For 36 hours men would be on the moon, with my sleeping bag firmly planted in front of the TV set I vowed to watch non-stop. And I did until I feel asleep later that night, but only after Neil Armstrong had stepped down from the Lunar Module and spoke those immortal words, “That’s one small step for man. One giant leap for mankind.”
This past weekend Neil Armstrong passed away at 82 years of age. I didn’t realize it that night, but do now. Armstrong was not only a hero, but a humble leader.
Wright Brothers. Lindbergh. Armstrong topped them all in my book, by being the first human to walk on the moon. He could have leveraged that experience in commercials, speeches, and simply making appearances. But he didn’t.

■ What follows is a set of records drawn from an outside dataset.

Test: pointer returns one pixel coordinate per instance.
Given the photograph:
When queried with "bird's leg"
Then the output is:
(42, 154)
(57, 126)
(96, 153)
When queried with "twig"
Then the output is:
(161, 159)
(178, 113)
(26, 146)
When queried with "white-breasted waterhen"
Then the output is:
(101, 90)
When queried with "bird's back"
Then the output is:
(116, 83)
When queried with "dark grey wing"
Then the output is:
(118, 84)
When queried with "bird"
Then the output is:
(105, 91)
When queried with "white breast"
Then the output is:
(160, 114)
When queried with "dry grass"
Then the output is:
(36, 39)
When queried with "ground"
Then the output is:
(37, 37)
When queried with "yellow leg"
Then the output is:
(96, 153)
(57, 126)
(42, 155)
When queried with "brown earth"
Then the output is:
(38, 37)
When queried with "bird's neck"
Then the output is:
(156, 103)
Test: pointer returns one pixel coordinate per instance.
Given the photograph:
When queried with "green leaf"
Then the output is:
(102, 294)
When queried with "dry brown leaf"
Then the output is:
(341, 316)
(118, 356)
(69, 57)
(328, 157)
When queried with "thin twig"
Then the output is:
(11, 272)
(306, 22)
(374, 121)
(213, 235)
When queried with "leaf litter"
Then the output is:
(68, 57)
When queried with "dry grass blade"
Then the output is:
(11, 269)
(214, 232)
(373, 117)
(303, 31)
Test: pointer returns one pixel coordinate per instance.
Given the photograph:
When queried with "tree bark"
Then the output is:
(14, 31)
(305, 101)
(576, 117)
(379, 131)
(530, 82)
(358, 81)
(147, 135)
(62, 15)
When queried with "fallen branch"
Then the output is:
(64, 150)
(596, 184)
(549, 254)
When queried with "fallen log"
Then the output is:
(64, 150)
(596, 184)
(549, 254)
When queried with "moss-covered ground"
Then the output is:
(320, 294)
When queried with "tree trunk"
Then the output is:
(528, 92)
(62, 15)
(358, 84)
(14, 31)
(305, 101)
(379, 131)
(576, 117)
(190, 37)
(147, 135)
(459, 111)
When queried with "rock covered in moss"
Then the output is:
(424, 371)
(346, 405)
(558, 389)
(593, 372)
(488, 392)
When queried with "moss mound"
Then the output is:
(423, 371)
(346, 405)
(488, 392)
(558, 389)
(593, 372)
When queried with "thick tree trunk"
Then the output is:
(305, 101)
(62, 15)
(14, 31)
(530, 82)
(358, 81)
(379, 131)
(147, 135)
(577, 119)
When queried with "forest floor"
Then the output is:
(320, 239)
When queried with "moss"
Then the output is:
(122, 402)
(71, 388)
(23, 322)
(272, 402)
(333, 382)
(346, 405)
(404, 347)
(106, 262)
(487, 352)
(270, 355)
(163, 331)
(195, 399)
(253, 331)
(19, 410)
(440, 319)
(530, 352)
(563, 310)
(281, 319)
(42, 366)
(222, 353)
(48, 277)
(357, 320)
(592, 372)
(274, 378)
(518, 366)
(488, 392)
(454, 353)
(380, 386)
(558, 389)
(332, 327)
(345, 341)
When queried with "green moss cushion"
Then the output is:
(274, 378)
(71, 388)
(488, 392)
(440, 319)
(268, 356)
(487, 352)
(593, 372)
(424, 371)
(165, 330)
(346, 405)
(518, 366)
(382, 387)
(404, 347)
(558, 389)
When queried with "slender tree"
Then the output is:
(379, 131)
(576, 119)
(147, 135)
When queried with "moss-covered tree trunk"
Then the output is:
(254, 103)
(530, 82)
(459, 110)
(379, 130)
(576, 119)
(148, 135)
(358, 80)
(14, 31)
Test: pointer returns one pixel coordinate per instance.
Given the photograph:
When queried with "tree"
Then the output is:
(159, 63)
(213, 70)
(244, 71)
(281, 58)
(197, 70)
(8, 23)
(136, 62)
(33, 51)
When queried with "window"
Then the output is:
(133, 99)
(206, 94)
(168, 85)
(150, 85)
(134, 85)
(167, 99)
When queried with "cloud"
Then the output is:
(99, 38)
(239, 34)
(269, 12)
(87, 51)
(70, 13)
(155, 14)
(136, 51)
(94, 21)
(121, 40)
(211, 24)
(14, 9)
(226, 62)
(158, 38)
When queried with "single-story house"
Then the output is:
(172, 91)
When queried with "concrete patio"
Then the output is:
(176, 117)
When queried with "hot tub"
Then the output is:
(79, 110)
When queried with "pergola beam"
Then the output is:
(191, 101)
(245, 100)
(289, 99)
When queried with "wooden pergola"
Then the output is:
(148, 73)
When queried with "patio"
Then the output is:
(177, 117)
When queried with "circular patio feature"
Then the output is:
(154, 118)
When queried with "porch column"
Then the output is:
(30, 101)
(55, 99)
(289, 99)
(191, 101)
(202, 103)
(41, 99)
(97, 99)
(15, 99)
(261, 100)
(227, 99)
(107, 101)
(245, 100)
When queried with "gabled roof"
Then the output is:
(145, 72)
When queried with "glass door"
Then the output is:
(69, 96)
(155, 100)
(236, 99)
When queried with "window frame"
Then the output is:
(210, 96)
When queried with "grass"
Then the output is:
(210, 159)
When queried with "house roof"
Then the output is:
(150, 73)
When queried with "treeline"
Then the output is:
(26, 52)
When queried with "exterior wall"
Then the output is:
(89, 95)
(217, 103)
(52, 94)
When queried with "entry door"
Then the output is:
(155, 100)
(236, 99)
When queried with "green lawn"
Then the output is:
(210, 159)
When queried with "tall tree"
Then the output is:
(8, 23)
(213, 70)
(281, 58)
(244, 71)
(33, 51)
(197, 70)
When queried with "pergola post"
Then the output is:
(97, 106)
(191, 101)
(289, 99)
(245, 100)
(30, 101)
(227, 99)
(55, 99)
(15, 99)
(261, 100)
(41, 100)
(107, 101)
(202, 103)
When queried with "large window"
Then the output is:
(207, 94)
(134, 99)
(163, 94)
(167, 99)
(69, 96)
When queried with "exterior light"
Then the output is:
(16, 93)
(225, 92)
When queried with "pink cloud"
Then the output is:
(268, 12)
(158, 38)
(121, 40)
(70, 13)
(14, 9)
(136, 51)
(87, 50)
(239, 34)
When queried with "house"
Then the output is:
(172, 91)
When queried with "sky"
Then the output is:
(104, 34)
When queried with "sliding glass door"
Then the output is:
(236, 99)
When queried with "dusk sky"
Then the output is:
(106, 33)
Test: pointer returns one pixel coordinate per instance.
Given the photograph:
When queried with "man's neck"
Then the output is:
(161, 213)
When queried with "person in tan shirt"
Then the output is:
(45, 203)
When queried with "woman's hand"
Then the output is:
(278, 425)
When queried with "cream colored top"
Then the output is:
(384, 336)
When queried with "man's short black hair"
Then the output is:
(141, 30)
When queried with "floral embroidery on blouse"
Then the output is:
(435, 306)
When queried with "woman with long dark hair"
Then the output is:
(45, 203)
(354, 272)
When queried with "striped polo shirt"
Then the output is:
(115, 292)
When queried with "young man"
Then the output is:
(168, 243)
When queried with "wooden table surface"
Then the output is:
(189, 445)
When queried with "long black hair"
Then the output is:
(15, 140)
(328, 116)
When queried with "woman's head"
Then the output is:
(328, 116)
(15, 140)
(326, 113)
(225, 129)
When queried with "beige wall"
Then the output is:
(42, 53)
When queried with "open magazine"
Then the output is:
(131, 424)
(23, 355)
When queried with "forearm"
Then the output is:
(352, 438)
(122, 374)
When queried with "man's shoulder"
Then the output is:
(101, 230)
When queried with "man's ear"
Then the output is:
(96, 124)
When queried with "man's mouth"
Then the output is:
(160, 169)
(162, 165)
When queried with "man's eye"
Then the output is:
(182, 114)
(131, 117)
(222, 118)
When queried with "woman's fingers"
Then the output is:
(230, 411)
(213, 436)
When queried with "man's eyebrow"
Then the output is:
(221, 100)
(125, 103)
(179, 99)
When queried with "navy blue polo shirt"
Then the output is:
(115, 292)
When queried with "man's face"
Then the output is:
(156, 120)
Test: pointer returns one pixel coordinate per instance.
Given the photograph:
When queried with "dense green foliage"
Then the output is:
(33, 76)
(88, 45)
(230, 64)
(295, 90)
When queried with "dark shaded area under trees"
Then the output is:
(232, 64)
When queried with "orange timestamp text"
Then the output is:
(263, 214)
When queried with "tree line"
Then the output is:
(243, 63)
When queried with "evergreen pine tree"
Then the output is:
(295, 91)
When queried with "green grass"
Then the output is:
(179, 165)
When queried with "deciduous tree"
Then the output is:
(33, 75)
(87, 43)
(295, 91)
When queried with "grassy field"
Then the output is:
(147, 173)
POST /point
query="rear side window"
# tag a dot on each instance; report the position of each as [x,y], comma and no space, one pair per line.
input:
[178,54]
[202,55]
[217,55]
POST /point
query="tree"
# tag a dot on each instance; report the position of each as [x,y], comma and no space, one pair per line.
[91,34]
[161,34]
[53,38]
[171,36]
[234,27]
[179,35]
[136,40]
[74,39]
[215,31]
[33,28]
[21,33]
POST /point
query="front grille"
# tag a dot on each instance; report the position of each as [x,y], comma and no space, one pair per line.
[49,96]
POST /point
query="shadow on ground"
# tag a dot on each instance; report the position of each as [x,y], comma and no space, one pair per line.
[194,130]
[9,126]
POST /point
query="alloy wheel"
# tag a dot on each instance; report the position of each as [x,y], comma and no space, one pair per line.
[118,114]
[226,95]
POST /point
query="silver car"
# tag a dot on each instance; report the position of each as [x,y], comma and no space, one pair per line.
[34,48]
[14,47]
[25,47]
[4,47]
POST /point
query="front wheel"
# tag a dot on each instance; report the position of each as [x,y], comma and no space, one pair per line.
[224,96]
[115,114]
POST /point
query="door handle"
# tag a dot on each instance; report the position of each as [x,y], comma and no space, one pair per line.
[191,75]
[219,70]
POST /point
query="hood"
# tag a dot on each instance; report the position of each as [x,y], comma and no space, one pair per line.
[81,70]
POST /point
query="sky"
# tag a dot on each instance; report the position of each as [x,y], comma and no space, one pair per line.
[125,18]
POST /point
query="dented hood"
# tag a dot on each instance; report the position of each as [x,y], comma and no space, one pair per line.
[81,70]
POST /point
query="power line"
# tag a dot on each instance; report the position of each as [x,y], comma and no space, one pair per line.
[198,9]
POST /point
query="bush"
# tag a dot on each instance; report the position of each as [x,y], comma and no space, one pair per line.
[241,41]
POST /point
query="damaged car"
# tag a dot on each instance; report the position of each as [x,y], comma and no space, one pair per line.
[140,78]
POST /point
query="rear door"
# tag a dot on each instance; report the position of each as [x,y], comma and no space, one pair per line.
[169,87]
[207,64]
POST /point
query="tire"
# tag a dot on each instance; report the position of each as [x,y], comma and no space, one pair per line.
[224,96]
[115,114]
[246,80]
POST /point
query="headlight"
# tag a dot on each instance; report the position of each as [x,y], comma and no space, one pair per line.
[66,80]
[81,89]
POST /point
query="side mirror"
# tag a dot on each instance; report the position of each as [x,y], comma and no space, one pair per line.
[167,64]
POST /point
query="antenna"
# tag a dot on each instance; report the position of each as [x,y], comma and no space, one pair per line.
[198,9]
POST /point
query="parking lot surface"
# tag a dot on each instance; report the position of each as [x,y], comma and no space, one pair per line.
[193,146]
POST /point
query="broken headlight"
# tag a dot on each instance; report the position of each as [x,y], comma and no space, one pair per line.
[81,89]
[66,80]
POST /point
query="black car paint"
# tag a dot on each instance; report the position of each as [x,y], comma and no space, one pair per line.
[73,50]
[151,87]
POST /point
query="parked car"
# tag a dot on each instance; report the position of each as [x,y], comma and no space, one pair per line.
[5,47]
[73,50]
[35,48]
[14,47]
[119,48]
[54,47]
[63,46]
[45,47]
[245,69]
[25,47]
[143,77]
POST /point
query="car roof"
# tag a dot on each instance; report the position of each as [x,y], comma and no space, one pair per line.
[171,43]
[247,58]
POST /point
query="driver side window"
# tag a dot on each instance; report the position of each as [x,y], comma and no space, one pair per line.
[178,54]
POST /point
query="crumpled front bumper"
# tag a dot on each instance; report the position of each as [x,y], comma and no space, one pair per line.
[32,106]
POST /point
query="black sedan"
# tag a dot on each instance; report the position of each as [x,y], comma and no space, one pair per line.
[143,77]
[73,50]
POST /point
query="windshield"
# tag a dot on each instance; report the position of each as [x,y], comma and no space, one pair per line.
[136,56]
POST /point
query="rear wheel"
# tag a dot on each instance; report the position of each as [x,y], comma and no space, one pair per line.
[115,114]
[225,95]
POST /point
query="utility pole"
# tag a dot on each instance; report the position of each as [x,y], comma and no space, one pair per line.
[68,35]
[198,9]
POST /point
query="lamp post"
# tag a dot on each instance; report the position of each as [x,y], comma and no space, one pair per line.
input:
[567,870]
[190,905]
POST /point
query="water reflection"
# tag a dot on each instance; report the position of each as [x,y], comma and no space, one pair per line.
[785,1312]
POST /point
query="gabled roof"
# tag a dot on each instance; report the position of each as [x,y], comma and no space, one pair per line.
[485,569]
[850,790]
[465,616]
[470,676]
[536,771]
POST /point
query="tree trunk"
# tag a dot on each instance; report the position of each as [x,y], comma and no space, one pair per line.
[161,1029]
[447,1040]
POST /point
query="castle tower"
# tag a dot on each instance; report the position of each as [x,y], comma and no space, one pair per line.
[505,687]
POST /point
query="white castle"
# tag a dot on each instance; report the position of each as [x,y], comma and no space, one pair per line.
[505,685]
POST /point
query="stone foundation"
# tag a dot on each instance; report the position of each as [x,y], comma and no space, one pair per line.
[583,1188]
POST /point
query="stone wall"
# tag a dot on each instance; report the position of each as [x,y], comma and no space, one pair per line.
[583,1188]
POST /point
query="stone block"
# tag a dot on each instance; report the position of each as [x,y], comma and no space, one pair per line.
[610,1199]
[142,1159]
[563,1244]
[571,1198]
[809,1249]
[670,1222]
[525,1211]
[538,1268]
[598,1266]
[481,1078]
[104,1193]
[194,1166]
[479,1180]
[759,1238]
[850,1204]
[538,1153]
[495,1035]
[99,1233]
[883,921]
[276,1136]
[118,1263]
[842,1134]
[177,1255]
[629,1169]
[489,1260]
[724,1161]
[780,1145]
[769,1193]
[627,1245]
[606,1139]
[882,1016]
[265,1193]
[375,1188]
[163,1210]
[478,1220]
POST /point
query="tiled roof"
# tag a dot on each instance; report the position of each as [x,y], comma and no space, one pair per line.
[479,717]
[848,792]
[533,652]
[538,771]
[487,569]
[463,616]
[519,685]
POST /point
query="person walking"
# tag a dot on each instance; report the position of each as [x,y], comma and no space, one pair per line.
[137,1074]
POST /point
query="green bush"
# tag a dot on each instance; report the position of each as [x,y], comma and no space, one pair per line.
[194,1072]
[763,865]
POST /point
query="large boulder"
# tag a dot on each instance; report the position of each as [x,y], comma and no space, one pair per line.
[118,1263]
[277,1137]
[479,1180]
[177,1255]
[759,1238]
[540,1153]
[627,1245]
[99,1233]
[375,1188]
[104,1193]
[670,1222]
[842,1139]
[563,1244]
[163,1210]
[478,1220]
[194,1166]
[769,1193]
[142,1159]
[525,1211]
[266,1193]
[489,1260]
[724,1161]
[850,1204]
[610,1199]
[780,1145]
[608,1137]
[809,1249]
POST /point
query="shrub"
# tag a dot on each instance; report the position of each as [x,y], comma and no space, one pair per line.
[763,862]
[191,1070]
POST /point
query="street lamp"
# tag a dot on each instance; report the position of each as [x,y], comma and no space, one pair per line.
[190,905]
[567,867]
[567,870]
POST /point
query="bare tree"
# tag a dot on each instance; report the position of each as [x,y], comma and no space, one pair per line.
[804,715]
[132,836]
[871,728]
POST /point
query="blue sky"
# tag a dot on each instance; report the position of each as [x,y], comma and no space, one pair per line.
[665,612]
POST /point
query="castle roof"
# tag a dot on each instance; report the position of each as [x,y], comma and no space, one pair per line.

Over the years he shied away from interviews and the limelight. He continued to serve testing equipment. He taught. And according to the release by his family was still husband, father, grandfather.
He self described himself as a “nerdy engineer” before the Big Bang Theory made nerdy engineers cool. He was a test pilot who landed the Lunar Module with 20 seconds of fuel left and a boulder needing to be cleared for the proper landing. He did it as a man who accomplished the greatest feat of his generation and of my generation, but with great humility.
As a 10 year old Armstrong was my hero because he walked on the moon. The life he has lived since then reminds me he did so as a humble leader. One axiom says what matters is what you do after you hit success. Armstrong did it well.
Godspeed Neil Armstrong, thank you for representing us well on the moon and on this earth.